Hisao Horiyama, pertama kali dihadapkan pada tiga pilihan setelah disodorkan secarik kertas putih: bersedia menjadi relawan Kamikaze, atau hanya jadi relawan biasa, atau tidak sama sekali.
Sebagai seorang pilot berusia 21 tahun, tatkala Negeri Matahari Terbit merasa getir akibat dua bom atom yang dijatuhkan Amerika, ia hanya punya satu pilihan, terbang menjadi pilot Kamikaze demi kehormatan Kaisar dan Jepang.
Dalam pikirannya, tindakan meledakkan pesawat di garis terdepan pertahanan musuh bersama pilot Kamikaze lainnya, akan memberikan kemenangan untuk Jepang dan Kaisar. Horiyama adalah seorang prajurit muda dalam satuan artileri tentara Kekaisaran Jepang ketika dia diwajibkan masuk angkatan udara.

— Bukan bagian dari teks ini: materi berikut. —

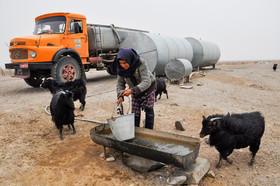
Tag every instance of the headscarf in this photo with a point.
(131, 57)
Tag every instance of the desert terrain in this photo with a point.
(32, 154)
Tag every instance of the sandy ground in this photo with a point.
(32, 154)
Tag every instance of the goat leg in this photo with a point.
(253, 159)
(74, 130)
(219, 163)
(60, 134)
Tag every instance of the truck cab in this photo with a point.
(57, 48)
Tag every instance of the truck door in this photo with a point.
(77, 38)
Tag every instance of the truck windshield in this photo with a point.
(50, 25)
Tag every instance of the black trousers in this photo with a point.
(149, 121)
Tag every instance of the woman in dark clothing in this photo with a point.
(133, 71)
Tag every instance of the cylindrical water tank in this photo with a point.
(177, 69)
(158, 50)
(205, 53)
(105, 38)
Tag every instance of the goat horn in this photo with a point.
(213, 119)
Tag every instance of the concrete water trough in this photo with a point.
(171, 149)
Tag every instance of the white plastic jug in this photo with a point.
(122, 127)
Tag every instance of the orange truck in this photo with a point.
(63, 46)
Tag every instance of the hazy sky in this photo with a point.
(243, 29)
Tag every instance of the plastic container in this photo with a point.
(122, 127)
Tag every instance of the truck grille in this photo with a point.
(19, 54)
(14, 43)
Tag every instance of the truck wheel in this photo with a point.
(33, 81)
(66, 69)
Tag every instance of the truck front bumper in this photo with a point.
(31, 66)
(22, 70)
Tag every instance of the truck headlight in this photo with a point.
(32, 54)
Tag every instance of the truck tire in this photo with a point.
(33, 81)
(66, 69)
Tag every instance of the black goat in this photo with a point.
(161, 87)
(274, 67)
(77, 87)
(62, 110)
(235, 131)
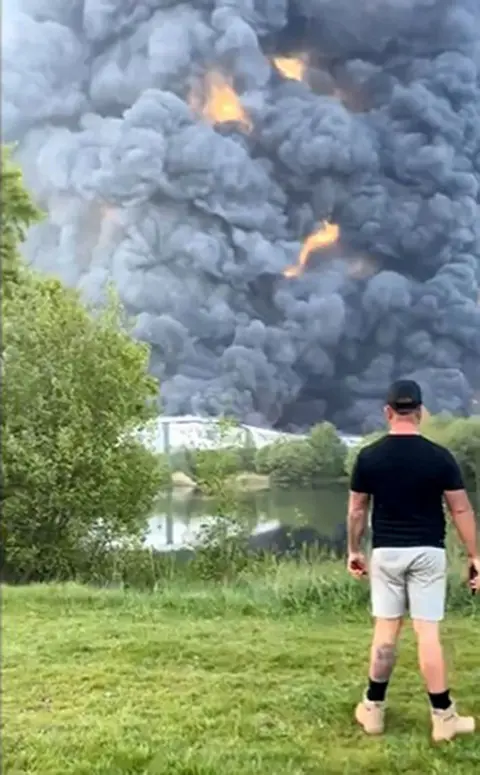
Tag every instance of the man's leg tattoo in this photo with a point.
(382, 668)
(383, 662)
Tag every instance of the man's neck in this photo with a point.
(404, 429)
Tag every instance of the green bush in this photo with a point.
(292, 464)
(462, 437)
(304, 462)
(264, 459)
(75, 477)
(329, 452)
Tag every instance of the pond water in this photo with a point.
(179, 515)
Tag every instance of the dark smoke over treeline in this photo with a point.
(196, 221)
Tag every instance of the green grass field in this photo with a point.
(213, 681)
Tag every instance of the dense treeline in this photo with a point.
(75, 480)
(323, 457)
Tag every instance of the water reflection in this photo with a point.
(180, 515)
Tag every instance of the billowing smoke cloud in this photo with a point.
(195, 222)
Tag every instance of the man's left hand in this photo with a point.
(357, 565)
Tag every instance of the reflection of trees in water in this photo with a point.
(324, 509)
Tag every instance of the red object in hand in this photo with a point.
(355, 565)
(473, 575)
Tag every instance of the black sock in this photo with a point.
(440, 701)
(376, 690)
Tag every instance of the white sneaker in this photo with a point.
(446, 724)
(371, 716)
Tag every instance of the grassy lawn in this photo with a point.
(114, 683)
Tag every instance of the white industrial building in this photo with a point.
(171, 434)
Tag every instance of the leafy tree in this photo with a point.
(329, 452)
(462, 437)
(76, 479)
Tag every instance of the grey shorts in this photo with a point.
(412, 579)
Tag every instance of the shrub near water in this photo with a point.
(306, 462)
(75, 387)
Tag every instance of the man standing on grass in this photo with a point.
(408, 477)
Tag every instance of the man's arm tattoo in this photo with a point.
(358, 503)
(383, 663)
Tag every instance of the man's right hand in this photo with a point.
(474, 578)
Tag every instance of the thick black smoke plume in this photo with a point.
(196, 222)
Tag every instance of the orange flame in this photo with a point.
(290, 67)
(327, 234)
(222, 102)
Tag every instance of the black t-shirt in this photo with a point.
(406, 477)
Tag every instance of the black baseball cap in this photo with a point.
(404, 396)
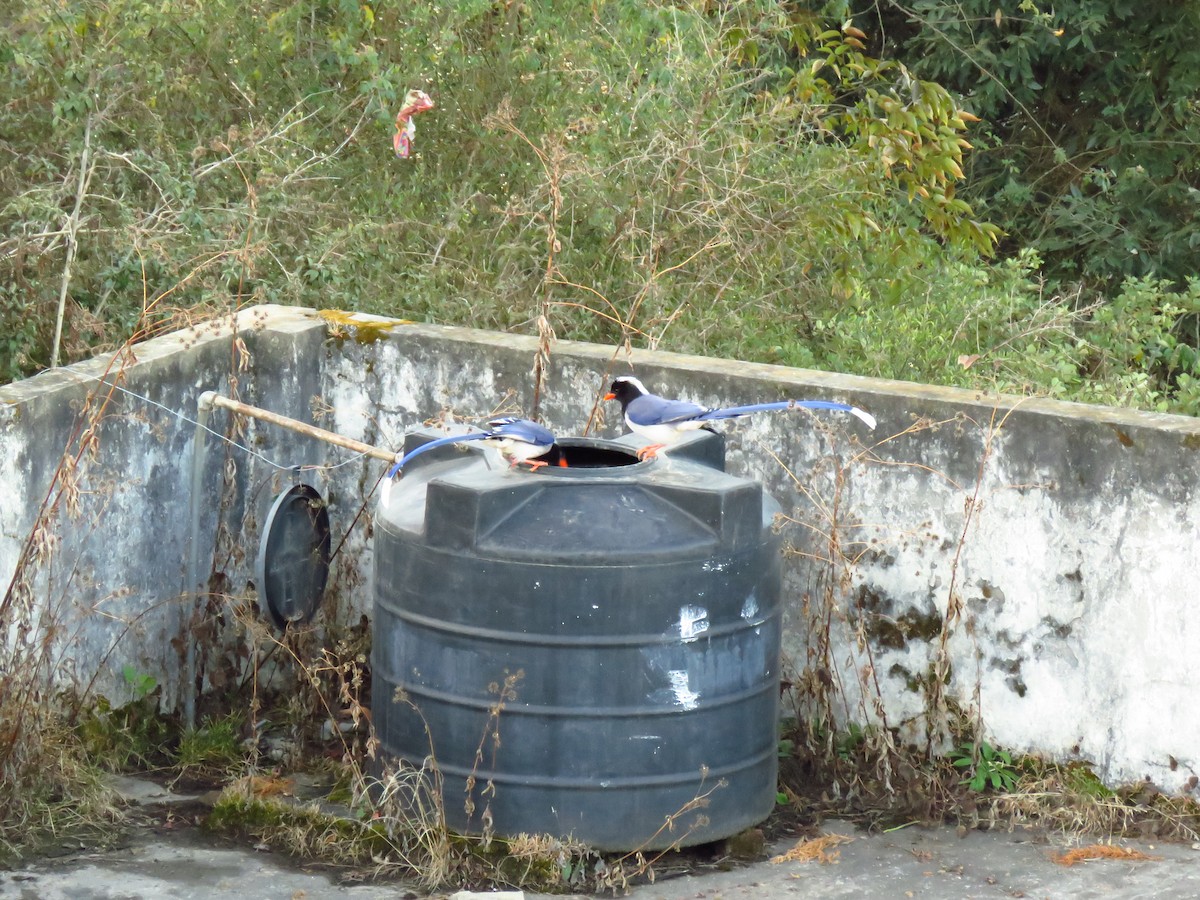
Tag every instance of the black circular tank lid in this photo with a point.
(293, 556)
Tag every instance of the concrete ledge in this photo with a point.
(1056, 539)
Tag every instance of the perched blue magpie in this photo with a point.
(665, 421)
(517, 439)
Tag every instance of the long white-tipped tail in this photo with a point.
(864, 417)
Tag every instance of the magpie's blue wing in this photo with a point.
(513, 427)
(649, 409)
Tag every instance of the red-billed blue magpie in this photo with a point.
(517, 439)
(664, 421)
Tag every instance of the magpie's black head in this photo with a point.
(625, 390)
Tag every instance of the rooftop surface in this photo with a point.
(935, 863)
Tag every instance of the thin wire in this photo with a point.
(225, 438)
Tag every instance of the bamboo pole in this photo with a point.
(215, 400)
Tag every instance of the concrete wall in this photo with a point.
(1038, 555)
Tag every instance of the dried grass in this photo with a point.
(819, 849)
(1099, 851)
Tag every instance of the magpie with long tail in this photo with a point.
(517, 441)
(665, 421)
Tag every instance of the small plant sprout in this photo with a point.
(991, 768)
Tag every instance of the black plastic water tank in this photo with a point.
(633, 609)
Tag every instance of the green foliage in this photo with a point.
(987, 767)
(130, 737)
(745, 179)
(631, 168)
(1093, 153)
(214, 748)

Saat itu adalah akhir 1944, dan gelombang perang berubah melawan Jepang. Saat kamikaze baru dibentuk, pemimpin militer Tokyo membayangkan sebuah unit yang berdedikasi ideologis-prajurit bersedia mati mulia untuk kekaisaran.
Sebagai anak bangsa, dia setia menunggu tawaran yang diberikan kepadanya. Horiyama merindukan saat kemuliaan, mati sebagai anggota kelompok elit Kamikaze. Cerita itu ia sampaikan di usianya 92 tahun kepada Guardian di rumahnya di Tokyo.
Model pesawat pejuang ada di rak buku di ruang tamu apartemen yang ia tinggali bersama istrinya. Di salah satu sudut ruangan ada kotak-kotak karton berisi foto-foto hitam putih pilot Kamikaze, majalah veteran, jurnal dan guntingan surat kabar.
"Ketika kami lulus dari sekolah pelatihan tentara Kaisar Showa [Hirohito], kami dikunjungi unit kuda putih. Saya pikir kemudian ini adalah tanda bahwa waktunya akan tiba. Aku tahu bahwa aku tidak punya pilihan selain mati baginya," cerita Horiyama mengenang masa-masa itu.
"Pada waktu itu kita percaya Kaisar dan bangsa Jepang adalah satu dan sama."
Karena itu, pada Januari 1945 lebih dari 500 pesawat Kamikaze menuju mengambil bagian dalam misi bunuh diri sebagai bentuk perlawana atas invasi AS dan sekutunya. Di akhir perang, lebih dari 3.800 pilot Kamikaze meninggal dengan cara menabrakkan pesawat ke arah kapal dan kekuatan sekutu.
Hisao Horiyama saat mudanya lulusan sekolah pelatihan tentara Kaisar Showa atau Hirohito. (The Guardian)
"Kami tidak berpikir terlalu banyak," kata Horiyama. "Kami dilatih untuk menekan emosi. Bahkan jika kita mati, kita tahu itu untuk suatu tujuan mulia. Mati adalah pemenuhan tertinggi dari tugas kita, dan kita diperintahkan untuk tidak kembali hidup-hidup. Kami tahu bahwa jika kita kembali hidup, atasan kami akan marah."
Seperti pilot lainnya yang dipilih untuk misi bunuh diri, Horiyama diminta untuk menulis suatu kehendak dan sebuah surat yang akan dikirim kepada orangtuanya ketika misi mereka selesai.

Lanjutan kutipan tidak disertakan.